Как там происходило дальше, я не знаю, но мистер Каген больше не появлялся на советских судах.
В этом рейсе на пути к Владивостоку на нашем теплоходе произошло два события, о которых хочу рассказать.
Как-то перед одним из рейсов в США меня пригласил Георгий Афанасьевич Мезенцев.
– Сколько у тебя юнг?
– Семеро.
Обычно мы на судне держали пятерых учеников.
– И все же я попрошу, Константин Сергеевич, взять еще одного. Отец -партийный работник, погиб на фронте, мать умерла неделю назад. Мальчишке двенадцать лет. Обком просил передать в надежные руки.
– Что ж, Георгий Афанасьевич, место найдется.
На следующий день небольшого росточка мальчик вошел в мою каюту.
– Ученик Пименов прибыл в ваше распоряжение, - отчеканил он и вручил направление отдела кадров.
Мальчик был смышлен и расторопен. Через три дня он знал весь экипаж и в лицо и по фамилии. Знал, где и кто живет, быстро приловчился к палубным работам, однако особого пристрастия к ним не обнаруживал.

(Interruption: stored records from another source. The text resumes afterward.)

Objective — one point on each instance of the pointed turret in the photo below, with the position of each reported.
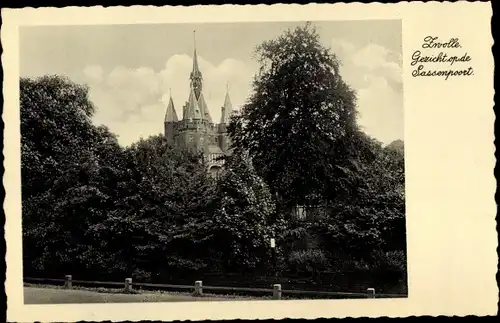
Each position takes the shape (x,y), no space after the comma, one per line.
(171,115)
(192,110)
(227,109)
(196,77)
(204,109)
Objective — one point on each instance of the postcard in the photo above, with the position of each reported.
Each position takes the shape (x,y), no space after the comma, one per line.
(249,162)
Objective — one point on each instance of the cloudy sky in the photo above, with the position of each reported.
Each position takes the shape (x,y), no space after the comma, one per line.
(131,69)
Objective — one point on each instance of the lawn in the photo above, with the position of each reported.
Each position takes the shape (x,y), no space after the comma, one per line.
(47,295)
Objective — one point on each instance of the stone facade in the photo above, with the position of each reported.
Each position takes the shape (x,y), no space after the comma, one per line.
(196,130)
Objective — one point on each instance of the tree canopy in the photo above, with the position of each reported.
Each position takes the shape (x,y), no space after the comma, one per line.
(299,112)
(150,210)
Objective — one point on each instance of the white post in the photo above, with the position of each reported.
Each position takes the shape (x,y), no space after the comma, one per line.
(198,288)
(68,284)
(128,285)
(277,291)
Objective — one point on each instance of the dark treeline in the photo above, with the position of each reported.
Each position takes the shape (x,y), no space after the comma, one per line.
(149,211)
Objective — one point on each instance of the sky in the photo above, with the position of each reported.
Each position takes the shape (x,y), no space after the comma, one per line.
(133,69)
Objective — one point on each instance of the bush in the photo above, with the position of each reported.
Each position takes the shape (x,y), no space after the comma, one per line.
(307,260)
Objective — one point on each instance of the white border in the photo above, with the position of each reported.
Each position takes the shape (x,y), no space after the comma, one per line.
(449,167)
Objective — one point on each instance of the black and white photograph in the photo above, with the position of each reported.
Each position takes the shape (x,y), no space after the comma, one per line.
(218,161)
(190,163)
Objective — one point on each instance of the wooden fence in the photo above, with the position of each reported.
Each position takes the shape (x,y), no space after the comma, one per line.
(197,289)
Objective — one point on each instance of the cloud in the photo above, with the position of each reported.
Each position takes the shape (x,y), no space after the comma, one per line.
(132,102)
(376,74)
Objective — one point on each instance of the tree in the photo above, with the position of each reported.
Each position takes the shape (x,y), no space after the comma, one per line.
(370,216)
(244,221)
(299,112)
(61,154)
(161,212)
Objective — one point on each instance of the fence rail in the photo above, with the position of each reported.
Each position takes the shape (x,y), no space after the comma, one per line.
(198,288)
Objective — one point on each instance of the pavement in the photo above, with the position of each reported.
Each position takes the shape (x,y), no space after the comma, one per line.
(34,295)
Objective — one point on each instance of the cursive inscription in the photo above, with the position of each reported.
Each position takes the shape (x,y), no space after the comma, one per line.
(441,58)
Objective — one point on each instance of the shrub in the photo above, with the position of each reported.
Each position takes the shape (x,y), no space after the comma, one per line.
(307,260)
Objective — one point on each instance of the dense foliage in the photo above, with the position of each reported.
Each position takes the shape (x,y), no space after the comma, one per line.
(95,209)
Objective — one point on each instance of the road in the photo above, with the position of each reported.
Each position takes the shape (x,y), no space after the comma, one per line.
(34,295)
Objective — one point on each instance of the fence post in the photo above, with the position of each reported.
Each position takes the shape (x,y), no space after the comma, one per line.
(198,288)
(68,284)
(277,291)
(128,285)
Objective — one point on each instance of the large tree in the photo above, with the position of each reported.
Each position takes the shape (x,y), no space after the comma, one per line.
(244,221)
(62,153)
(300,112)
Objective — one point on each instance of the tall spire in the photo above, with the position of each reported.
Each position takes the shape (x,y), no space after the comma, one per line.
(196,69)
(196,77)
(227,108)
(171,115)
(192,108)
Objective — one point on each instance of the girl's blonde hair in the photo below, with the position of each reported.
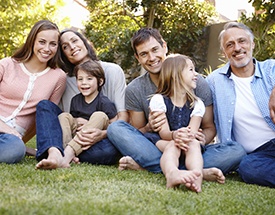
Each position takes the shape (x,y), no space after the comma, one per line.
(171,78)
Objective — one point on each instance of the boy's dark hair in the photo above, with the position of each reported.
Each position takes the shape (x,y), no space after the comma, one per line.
(144,34)
(92,68)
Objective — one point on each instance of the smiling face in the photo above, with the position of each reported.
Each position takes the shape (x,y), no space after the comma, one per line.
(45,45)
(237,47)
(151,54)
(87,85)
(73,47)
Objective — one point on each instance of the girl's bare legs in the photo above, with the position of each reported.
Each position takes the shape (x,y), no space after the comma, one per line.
(54,160)
(169,163)
(194,162)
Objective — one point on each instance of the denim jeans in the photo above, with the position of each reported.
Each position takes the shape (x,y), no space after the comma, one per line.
(130,141)
(12,148)
(49,134)
(258,167)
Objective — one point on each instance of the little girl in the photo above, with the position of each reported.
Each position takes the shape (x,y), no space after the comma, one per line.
(184,112)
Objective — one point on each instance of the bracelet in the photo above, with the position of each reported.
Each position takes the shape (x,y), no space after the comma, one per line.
(172,135)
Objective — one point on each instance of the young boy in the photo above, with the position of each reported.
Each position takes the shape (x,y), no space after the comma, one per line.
(89,108)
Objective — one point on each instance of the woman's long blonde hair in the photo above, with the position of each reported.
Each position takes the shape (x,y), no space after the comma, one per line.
(171,78)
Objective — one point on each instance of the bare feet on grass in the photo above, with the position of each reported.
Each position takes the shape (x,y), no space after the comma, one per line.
(127,162)
(54,160)
(213,174)
(189,178)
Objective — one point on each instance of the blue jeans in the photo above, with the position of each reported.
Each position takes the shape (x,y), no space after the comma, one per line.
(130,141)
(49,134)
(12,148)
(258,167)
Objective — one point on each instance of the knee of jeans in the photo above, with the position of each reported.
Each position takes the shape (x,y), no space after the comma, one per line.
(245,170)
(43,104)
(114,127)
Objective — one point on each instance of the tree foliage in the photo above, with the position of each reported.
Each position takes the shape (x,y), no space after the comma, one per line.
(18,16)
(112,24)
(262,23)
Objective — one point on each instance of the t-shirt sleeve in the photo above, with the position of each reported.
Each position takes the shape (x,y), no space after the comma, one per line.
(115,79)
(199,108)
(157,103)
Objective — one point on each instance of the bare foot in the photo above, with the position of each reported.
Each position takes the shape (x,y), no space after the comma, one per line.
(76,160)
(53,161)
(127,162)
(186,177)
(213,174)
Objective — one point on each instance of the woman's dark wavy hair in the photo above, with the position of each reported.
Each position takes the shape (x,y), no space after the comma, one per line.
(25,52)
(63,61)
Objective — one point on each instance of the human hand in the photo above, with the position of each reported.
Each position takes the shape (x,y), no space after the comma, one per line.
(80,123)
(200,137)
(182,145)
(183,134)
(4,128)
(156,120)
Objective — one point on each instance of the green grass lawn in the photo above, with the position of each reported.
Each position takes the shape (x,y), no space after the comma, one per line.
(90,189)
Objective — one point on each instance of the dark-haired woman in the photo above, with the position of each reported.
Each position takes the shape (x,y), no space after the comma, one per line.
(75,49)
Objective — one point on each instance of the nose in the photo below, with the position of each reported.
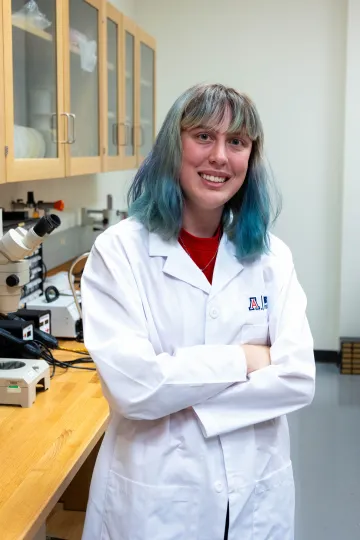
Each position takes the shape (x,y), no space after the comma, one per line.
(218,154)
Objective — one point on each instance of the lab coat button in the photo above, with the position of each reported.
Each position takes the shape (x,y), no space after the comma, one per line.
(218,487)
(214,313)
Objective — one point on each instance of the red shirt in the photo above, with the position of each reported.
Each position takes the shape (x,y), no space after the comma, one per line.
(203,251)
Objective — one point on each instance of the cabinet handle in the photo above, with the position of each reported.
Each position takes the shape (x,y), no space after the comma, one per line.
(142,136)
(129,137)
(125,143)
(71,139)
(54,128)
(115,134)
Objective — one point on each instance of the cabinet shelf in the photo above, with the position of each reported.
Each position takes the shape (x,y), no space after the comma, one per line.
(22,25)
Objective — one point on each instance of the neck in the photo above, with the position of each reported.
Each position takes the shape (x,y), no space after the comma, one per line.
(201,223)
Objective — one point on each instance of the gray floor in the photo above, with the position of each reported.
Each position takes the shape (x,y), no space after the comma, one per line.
(325,441)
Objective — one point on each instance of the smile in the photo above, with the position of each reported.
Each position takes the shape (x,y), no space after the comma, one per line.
(215,179)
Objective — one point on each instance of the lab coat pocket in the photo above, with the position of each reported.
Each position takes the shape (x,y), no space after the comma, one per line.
(136,511)
(254,334)
(274,506)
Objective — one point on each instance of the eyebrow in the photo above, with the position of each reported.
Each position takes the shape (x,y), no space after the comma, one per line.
(213,130)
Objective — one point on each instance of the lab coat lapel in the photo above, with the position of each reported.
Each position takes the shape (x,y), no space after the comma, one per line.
(227,266)
(178,263)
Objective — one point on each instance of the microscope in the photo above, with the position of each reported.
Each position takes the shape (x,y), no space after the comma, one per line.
(19,377)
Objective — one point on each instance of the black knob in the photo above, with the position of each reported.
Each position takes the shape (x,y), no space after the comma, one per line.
(12,280)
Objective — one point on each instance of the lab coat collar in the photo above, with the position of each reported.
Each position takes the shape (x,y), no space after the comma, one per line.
(179,265)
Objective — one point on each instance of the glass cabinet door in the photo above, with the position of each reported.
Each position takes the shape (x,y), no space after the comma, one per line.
(83,88)
(129,93)
(116,134)
(147,95)
(33,89)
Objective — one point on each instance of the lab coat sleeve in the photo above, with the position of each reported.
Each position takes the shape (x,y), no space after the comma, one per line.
(138,383)
(286,385)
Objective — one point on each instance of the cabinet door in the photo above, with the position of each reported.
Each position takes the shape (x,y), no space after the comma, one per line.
(146,128)
(130,93)
(2,109)
(33,69)
(84,36)
(115,136)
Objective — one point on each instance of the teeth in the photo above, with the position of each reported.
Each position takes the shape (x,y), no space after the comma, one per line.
(217,179)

Захотел учиться поварскому искусству. Наш повар обрадовался мальчишке и сразу же посадил его чистить картошку. Мальчику задание не понравилось, и он снова отправился на палубу в боцманскую команду. Побывав в Америке и освоившись на теплоходе, юнга стал грубо относиться к товарищам и особенно к дневальной, пожилой болезненной женщине. Кажется, мы проходили Берингово море, когда она первый раз пришла жаловаться на Пименова.
– Ругается нецензурными словами, а ведь он мне во внуки годится, - говорила дневальная.

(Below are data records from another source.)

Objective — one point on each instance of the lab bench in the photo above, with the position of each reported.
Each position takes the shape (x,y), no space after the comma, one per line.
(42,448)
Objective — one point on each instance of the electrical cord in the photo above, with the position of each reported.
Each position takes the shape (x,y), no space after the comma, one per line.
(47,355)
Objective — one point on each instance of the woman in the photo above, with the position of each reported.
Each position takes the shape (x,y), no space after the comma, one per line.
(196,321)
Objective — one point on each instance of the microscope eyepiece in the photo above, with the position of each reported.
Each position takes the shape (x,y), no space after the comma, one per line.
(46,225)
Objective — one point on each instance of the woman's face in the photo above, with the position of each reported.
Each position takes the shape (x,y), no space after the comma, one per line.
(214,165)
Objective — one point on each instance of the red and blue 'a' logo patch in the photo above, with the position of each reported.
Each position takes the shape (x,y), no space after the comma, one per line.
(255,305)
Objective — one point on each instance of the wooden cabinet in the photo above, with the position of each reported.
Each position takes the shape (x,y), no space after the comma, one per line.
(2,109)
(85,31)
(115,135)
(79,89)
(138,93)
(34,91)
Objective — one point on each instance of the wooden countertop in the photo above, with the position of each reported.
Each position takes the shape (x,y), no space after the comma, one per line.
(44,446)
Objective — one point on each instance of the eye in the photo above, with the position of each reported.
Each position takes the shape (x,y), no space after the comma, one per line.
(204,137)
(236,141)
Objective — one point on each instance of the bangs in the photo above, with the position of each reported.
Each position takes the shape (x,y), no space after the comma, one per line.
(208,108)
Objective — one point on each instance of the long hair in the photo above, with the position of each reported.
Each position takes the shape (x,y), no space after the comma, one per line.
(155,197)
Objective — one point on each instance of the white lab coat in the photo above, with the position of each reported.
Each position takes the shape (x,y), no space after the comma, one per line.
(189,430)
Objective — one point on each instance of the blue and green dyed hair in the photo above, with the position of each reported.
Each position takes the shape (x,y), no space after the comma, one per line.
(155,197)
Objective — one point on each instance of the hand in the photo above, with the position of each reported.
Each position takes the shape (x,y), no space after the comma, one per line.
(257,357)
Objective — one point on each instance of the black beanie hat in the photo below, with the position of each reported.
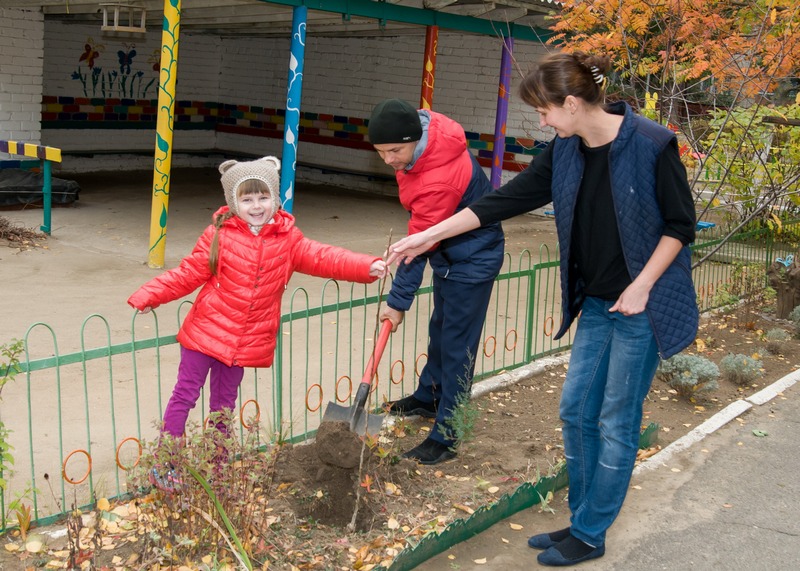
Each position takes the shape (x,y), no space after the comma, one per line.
(394,121)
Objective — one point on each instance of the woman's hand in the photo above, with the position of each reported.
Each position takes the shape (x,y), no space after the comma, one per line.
(633,300)
(389,314)
(378,269)
(409,248)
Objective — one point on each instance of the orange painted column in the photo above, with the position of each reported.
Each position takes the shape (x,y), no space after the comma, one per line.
(429,69)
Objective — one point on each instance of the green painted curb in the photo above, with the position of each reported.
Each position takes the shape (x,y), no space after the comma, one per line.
(525,496)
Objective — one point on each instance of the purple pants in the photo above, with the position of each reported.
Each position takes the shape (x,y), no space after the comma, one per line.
(224,383)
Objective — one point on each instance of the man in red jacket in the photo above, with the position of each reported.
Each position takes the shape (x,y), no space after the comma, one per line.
(437,176)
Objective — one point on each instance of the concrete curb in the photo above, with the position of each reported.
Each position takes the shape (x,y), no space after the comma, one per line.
(509,378)
(710,426)
(719,420)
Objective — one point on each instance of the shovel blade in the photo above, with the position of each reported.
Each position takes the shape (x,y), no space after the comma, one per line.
(360,421)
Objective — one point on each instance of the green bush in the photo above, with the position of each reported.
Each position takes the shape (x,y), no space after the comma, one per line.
(740,369)
(794,317)
(689,375)
(776,340)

– Нет больше моих сил выносить!
Вызвал Пименова. Он пришел подтянутый,
– Ученик Пименов по вашему приказанию явился.
– Вот что, ученик Пименов, - строго сказал я.

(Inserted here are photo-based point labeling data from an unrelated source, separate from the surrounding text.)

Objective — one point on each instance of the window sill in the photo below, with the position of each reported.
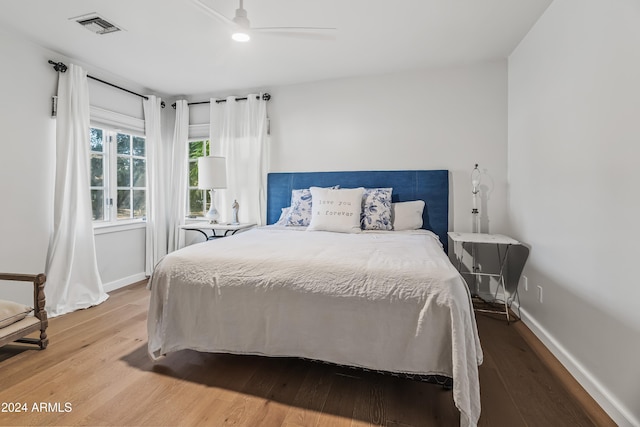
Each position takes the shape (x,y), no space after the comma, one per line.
(117,227)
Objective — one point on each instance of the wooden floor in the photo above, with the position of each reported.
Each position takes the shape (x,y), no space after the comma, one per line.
(96,372)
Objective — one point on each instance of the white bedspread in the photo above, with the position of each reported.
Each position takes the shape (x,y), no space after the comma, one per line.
(381,300)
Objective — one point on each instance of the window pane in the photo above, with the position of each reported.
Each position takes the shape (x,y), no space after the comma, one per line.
(193,174)
(124,171)
(97,204)
(196,149)
(139,173)
(196,204)
(138,146)
(124,143)
(96,139)
(97,170)
(139,204)
(124,204)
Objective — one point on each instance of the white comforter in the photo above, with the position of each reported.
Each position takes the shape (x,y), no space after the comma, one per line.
(388,300)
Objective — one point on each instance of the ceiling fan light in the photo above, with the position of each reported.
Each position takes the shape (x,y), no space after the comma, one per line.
(241,37)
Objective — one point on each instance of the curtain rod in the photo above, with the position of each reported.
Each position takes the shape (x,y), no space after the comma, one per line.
(265,97)
(62,68)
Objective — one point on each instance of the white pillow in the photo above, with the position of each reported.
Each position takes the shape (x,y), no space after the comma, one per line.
(299,213)
(12,312)
(407,215)
(336,210)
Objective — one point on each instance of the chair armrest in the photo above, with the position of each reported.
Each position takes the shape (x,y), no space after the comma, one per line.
(40,313)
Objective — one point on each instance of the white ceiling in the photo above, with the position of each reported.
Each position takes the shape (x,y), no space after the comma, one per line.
(171,47)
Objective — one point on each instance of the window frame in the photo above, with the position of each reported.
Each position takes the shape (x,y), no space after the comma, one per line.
(110,176)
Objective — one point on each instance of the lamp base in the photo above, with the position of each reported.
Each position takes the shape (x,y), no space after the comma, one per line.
(212,214)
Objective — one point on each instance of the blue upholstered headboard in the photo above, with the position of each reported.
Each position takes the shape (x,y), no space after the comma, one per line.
(432,186)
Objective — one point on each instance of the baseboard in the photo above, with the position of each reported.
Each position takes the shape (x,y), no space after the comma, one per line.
(121,283)
(618,413)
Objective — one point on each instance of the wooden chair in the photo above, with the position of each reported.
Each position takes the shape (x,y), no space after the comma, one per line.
(19,330)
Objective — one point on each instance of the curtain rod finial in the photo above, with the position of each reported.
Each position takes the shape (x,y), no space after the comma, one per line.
(58,66)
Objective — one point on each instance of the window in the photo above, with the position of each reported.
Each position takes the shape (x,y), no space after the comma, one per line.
(198,199)
(118,175)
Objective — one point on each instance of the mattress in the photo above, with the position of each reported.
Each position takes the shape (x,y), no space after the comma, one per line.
(389,301)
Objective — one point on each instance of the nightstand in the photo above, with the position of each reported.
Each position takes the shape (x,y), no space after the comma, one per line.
(511,262)
(225,229)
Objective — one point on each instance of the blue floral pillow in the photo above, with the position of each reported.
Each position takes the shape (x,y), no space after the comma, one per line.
(300,209)
(376,209)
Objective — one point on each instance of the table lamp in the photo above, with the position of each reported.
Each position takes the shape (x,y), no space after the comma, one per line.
(212,175)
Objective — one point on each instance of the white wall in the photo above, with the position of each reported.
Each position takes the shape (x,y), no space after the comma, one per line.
(27,150)
(448,118)
(574,147)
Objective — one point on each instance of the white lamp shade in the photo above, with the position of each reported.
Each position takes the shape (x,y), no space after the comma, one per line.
(212,172)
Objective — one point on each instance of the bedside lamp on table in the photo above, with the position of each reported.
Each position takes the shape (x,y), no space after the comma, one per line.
(212,175)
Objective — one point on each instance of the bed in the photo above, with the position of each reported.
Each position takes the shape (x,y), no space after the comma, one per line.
(377,299)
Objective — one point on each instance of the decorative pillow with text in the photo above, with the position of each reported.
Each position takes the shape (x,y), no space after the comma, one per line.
(336,210)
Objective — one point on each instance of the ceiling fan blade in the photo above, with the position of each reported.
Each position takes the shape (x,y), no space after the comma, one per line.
(295,29)
(212,12)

– Почему ругаешься в столовой? Дневальная жаловалась на тебя.
Мою небольшую лекцию на моральную тему Пименов слушал молча, не спуская с меня внимательных глаз.
– Запрещаю тебе ругаться, а если будешь продолжать, пеняй на себя. Тогда расправлюсь с тобой по-иному.
– Есть перестать ругаться!
– бодро ответил он.
– Разрешите идти?
– Иди и помни наш разговор.
Я был совершенно уверен, что после нашего разговора он перестанет ругаться. Но получилось иначе, и дневальная через неделю снова явилась с той же жалобой. Она плакала и просила заступиться и оградить ее от оскорблений.
Когда дневальная ушла, я задумался. Что сделать с Пиме-новым? Наказать его? Как? Объявить выговор? Смешно, и подействует ли на такого шустрого мальчишку выговор? Смышленый малый понимал, что расправиться мне с ним трудно, хотя он и пренебрег приказом капитана.
В общем, задал он задачу. Думал-думал я и наконец придумал. У нашей уборщицы, худой и маленькой девушки, я попросил во временное пользование одну из ее юбок и затем потребовал к себе ученика.
– По вашему приказанию явился!
– снова четко отрапортовал Пименов.
– Я предупреждал тебя, чтобы ты не ругался в столовой? Пименов молчал.
– Отвечай, предупреждал или нет?
– Предупреждали, товарищ капитан.
– А ты продолжал ругаться.
Пименов молчал, видимо соображая, что может последовать за таким вступлением.
– Ну, вот что, раз ты не слушаешься доброго совета, снимай штаны и надень вот это.
– Я взял со стола юбку.
– То, что я не имею права простить юнге, смогу простить девочке.
– Юбку не надену, товарищ капитан.
– Наденешь, если я сказал. Ну!
– Не надену.
Пименов яростно сопротивлялся. И все же с него сняли штаны и надели юбку. Как только юбка была надета, он понял бесполезность дальнейшего сопротивления и смирился, тем более что его штаны я спрятал в свой шкаф.
Надо сказать, что на судах Морского флота, в то время военизированных, дисциплина поддерживалась очень строгая. Невыполнение приказа капитана считалось тягчайшим проступком. “Не заметить” поведения ученика Пименова я не мог: мой предупреждающий разговор с ним известен экипажу.
Оказалось, юбка сыграла свою роль. Пименов перестал ругаться и каждый вечер приходил ко мне с просьбой простить его, отменить наказание и вернуть звание юнги. Но я был тверд. Пименов отходил в юбке ровно десять суток. Когда срок наказания кончился и он получил право носить штаны, я на всякий случай предупредил, что если он непристойно будет вести себя и дальше, то наденет юбку на всю стоянку во Владивостоке.